Delima Saraghi stands at the front of a Rangoon hotel conference room and looks over the women gathered to learn how to run an election in Myanmar.
“I want to remind you again of your goal in a campaign – why you even enter the election, why you even want to be a candidate. Which is to …<TH>?”
She bends her ear toward the members of 41 political parties who have come from across the country, some riding buses for nearly a day, to prepare for an election expected by early November; it will be a pivotal moment in the development of a nascent democracy.
When no one answers her question, she does it herself. “To win!” she says. To emphasize the point, she scribbles “Win” in big letters on a flip chart.
Then she sketches how that’s done: research, fundraising, outreach and a vote-counting plan. Use census data, use voter records, says Ms. Saraghi, a trainer with the International Republican Institute, a United Nations-partnered organization that is utilizing hundreds of such seminars to teach the basics of running a political campaign in the country formerly known as Burma
As it faces the first broadly contested ballot since 1990 – an election whose results were then tossed out by the army – Myanmar’s military-heavy government has promised to run a proper vote.
But nothing will be easy. And even before the election is called, questions are already emerging over whether the country’s leadership has either the will or the wherewithal to mount an election that will stand up to intense scrutiny. Since recent political reforms, this will be the first general election to be contested by Aung San Suu Kyi and her National League for Democracy.
The problems run far deeper than campaign strategy.
The country faces immense practical concerns over running an election at 47,000 polling stations across a Texas-sized country where electricity remains sparse and some villages are accessible only by foot. (By comparison, the United States had fewer than 120,000 polling places in the last federal election.) There is no way international observers in Myanmar can be in all of those places; it will be a sufficiently daunting challenge merely to train local teachers and civil servants to run each of them. There will be 10 people running each polling station, meaning nearly 1 per cent of the population will need training that has yet to begin.
Already, observers worry that some minority groups will be barred from voting, and funding issues have begun to arise. Myanmar hasn’t earmarked enough money to affix numbered seals to ballot boxes, or to buy the proper indelible ink to mark the fingers of those who have voted. (It has budgeted $136,000 – the actual cost is upwards of $2-million.)

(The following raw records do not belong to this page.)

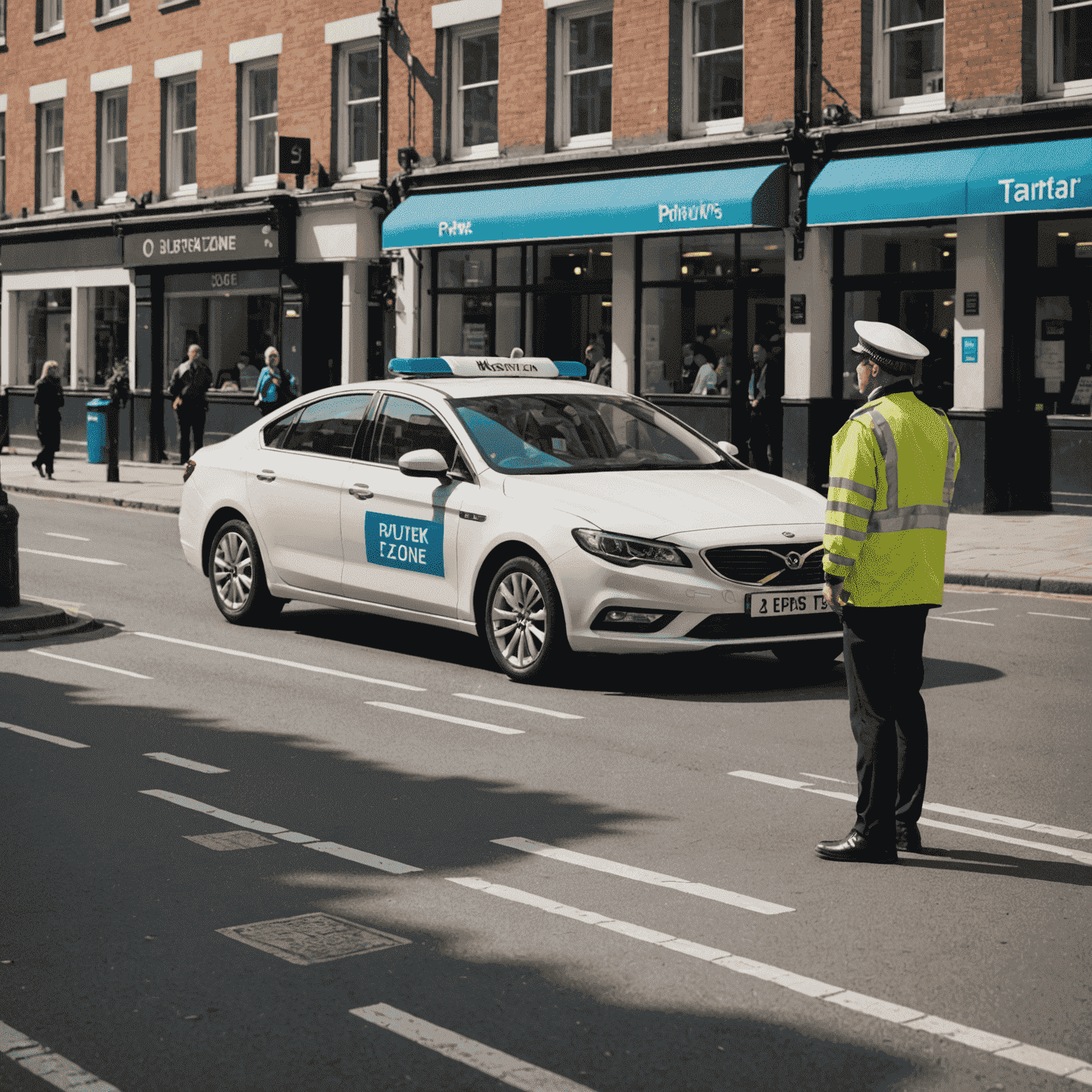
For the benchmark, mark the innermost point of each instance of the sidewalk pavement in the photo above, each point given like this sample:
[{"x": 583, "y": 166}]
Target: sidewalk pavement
[{"x": 1035, "y": 552}]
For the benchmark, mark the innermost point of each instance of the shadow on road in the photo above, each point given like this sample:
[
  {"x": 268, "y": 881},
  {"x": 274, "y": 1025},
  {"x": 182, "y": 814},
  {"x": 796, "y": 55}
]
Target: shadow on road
[{"x": 112, "y": 916}]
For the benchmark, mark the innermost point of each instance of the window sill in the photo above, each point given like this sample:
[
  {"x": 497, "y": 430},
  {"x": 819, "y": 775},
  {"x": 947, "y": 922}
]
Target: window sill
[
  {"x": 115, "y": 18},
  {"x": 920, "y": 104},
  {"x": 592, "y": 140},
  {"x": 700, "y": 129}
]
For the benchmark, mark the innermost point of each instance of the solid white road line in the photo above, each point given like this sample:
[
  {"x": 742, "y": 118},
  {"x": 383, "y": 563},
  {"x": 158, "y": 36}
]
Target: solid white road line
[
  {"x": 1010, "y": 1049},
  {"x": 87, "y": 663},
  {"x": 71, "y": 557},
  {"x": 602, "y": 865},
  {"x": 266, "y": 828},
  {"x": 47, "y": 1064},
  {"x": 515, "y": 705},
  {"x": 503, "y": 1067},
  {"x": 1040, "y": 828},
  {"x": 43, "y": 735},
  {"x": 273, "y": 660},
  {"x": 450, "y": 719},
  {"x": 189, "y": 764}
]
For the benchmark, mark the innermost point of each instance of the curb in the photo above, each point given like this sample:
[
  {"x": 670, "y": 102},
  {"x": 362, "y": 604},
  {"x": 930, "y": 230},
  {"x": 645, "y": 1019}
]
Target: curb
[
  {"x": 115, "y": 501},
  {"x": 1057, "y": 586}
]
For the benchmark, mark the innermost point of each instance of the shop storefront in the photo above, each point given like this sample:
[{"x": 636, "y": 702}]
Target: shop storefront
[
  {"x": 981, "y": 255},
  {"x": 660, "y": 274}
]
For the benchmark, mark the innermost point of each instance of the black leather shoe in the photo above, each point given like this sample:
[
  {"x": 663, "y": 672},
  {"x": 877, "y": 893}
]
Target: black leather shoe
[{"x": 855, "y": 847}]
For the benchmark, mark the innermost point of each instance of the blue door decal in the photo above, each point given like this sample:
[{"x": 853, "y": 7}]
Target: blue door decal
[{"x": 403, "y": 543}]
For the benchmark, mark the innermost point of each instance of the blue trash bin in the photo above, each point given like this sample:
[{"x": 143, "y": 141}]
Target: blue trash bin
[{"x": 97, "y": 446}]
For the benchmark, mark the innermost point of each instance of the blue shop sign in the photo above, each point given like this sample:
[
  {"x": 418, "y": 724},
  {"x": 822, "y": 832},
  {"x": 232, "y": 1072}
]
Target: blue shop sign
[{"x": 698, "y": 201}]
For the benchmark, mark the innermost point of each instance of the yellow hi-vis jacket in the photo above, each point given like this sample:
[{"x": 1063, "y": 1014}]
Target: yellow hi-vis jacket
[{"x": 892, "y": 473}]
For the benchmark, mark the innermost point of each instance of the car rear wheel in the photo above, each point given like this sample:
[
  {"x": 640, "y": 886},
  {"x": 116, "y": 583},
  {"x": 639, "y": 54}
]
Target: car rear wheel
[
  {"x": 238, "y": 578},
  {"x": 807, "y": 654},
  {"x": 525, "y": 626}
]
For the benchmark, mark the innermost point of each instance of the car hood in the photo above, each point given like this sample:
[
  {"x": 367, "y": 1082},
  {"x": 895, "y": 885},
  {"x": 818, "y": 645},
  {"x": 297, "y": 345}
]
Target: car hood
[{"x": 654, "y": 503}]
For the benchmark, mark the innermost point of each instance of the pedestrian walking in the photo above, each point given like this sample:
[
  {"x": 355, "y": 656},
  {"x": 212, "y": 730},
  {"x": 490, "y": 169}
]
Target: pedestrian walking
[
  {"x": 189, "y": 385},
  {"x": 277, "y": 385},
  {"x": 892, "y": 474},
  {"x": 48, "y": 399}
]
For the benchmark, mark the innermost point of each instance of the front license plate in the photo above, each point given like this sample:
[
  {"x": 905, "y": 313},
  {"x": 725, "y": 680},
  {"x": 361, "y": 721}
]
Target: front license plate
[{"x": 780, "y": 604}]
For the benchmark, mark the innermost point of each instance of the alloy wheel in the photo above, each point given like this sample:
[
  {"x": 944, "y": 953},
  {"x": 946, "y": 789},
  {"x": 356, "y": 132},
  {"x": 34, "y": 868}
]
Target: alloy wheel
[
  {"x": 519, "y": 619},
  {"x": 232, "y": 570}
]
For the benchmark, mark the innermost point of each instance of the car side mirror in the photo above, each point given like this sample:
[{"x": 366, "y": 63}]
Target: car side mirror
[{"x": 427, "y": 462}]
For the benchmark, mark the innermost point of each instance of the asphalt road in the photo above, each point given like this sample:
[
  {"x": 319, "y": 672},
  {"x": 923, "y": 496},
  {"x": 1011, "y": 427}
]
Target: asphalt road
[{"x": 658, "y": 772}]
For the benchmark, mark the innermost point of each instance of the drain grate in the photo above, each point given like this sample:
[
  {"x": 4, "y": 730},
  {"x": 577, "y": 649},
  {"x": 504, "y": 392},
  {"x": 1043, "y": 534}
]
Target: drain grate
[
  {"x": 230, "y": 840},
  {"x": 313, "y": 938}
]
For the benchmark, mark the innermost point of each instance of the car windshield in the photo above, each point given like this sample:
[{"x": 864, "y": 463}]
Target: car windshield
[{"x": 574, "y": 434}]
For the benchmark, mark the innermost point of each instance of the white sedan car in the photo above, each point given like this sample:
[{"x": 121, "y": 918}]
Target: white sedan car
[{"x": 496, "y": 497}]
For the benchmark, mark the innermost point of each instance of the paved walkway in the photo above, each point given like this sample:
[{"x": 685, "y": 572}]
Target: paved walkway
[{"x": 1039, "y": 552}]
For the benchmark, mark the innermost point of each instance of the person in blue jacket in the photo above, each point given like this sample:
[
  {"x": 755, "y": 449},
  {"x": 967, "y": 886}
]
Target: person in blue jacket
[{"x": 277, "y": 385}]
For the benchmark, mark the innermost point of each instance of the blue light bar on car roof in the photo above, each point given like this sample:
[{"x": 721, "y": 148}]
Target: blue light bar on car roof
[{"x": 485, "y": 367}]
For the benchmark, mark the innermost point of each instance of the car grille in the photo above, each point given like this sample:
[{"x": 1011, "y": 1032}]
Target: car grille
[
  {"x": 751, "y": 564},
  {"x": 727, "y": 627}
]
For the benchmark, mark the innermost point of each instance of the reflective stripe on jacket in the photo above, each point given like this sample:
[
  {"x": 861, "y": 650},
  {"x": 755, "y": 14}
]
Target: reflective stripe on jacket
[{"x": 892, "y": 474}]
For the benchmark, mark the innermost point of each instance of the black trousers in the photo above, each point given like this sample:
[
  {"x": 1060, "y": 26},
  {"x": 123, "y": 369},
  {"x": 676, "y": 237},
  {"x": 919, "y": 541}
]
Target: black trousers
[
  {"x": 884, "y": 673},
  {"x": 191, "y": 419}
]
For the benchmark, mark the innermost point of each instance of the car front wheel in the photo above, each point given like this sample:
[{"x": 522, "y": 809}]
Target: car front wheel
[
  {"x": 525, "y": 626},
  {"x": 238, "y": 578}
]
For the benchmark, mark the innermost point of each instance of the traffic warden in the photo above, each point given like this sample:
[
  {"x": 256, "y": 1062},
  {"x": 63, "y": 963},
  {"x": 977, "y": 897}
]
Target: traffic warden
[{"x": 892, "y": 473}]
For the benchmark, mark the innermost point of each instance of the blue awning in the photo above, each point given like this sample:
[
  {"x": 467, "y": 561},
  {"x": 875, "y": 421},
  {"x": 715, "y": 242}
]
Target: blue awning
[
  {"x": 699, "y": 201},
  {"x": 1044, "y": 176}
]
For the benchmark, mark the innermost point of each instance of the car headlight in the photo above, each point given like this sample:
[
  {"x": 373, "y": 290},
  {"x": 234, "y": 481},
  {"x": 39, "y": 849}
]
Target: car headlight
[{"x": 627, "y": 550}]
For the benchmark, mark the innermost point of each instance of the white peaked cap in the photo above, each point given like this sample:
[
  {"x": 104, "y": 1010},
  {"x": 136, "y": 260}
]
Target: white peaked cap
[{"x": 884, "y": 340}]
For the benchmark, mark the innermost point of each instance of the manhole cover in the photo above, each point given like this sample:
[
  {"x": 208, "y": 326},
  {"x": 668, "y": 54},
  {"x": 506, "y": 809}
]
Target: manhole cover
[
  {"x": 313, "y": 938},
  {"x": 230, "y": 840}
]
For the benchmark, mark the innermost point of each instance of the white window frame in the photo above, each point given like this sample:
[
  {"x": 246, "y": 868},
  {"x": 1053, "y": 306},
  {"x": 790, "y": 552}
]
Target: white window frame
[
  {"x": 106, "y": 150},
  {"x": 460, "y": 151},
  {"x": 692, "y": 126},
  {"x": 562, "y": 99},
  {"x": 252, "y": 181},
  {"x": 354, "y": 169},
  {"x": 909, "y": 104},
  {"x": 1049, "y": 87},
  {"x": 58, "y": 200},
  {"x": 175, "y": 187}
]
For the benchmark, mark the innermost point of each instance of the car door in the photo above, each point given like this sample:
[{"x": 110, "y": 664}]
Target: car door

To those watching, it’s already clear this will be far from a perfect election.
“They’ve made enormous progress given where they started. But both technically and in terms of their institutional independence, they still have a long way to go – and less and less time all the time,” said Richard Nuccio, resident senior country director for the National Democratic Institute.
Stephen Cima, who leads Myanmar operations for the International Republican Institute, adds: “It’s not this watershed moment that’s going to bring democracy.”

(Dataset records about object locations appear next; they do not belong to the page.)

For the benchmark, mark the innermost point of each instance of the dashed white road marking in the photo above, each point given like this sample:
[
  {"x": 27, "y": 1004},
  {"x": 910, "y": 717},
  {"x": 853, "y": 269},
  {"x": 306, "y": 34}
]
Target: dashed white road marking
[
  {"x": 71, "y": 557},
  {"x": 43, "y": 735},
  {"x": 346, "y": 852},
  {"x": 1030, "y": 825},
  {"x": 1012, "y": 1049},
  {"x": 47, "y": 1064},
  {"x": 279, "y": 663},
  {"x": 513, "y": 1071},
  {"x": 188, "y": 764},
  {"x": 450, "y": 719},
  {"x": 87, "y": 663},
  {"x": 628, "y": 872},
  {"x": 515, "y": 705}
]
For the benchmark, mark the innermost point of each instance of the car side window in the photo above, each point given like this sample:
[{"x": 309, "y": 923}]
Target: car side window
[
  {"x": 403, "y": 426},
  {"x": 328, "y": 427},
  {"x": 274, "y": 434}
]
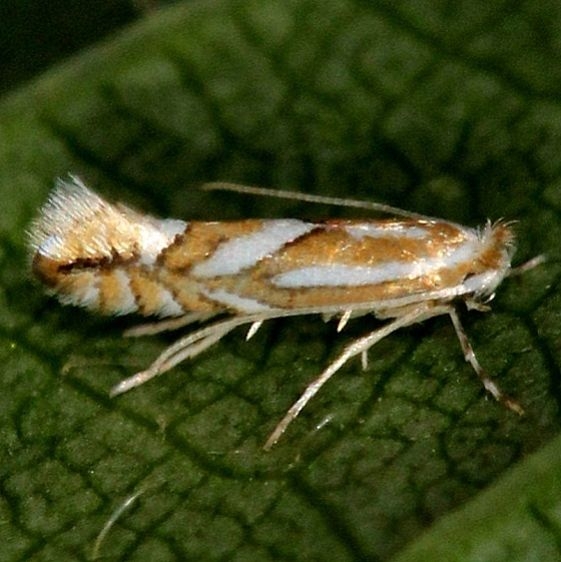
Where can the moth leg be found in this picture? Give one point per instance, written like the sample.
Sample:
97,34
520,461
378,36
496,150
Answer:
470,357
526,266
189,346
357,347
169,324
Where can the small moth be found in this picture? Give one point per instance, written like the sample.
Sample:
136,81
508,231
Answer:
111,259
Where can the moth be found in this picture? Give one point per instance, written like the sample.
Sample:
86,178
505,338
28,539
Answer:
112,259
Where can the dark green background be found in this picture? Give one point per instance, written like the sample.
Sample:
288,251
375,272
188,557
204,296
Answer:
451,109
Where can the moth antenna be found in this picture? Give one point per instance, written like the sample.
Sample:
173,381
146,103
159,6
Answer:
309,198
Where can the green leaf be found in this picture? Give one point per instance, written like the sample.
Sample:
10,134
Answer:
450,112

Myanmar was until recently ruled by a military dictatorship that jailed people for penning democracy poems and singing anti-military songs. The military remains in control, with 25 per cent of legislature seats occupied by uniformed officers, and the ruling party made up largely of ex-army figures.
What may be more surprising is the cautious hope beginning to emerge. Ms. Suu Kyi herself has said she expects the election to be free – if not fair, given the military’s priority role in the constitution.
Indeed, the government has shown signs of wanting to do things right.
In Rangoon, minivans are already driving slow loops with megaphones blaring instructions on how to look up draft voter’s lists. “If your name is not there, you can complain,” the recorded message says.
In the 2010 elections, voters’ lists were assembled from handwritten township records. Now, they’re being digitized – some 30 million entries in all, an effort that is half-way done.
Then there are the candidates themselves, people like 33-year-old Lwe Nan Moe, the daughter of a local leader from northern Shan state, one of the country’s most remote and violent regions. In some of the villages near where she grew up, only one out of 100 people has graduated high school. Some in the older generation do not how to wield a ballpoint pen to make a check mark on paper.
But starting early this year, Lwe Nan Moe began to go village to village to teach the basics of voting.
Her enthusiasm is partially tempered by worry, because her village is often surrounded by fighting that could easily mar vote-casting.
But, nonetheless, she sees in democracy an avenue for change. Under the incumbent MP, who is Lwe Nan Moe’s father, the government has provided new teachers and nurses to some local villages. She tells people “if you want more and better than this, you have to vote for our party.”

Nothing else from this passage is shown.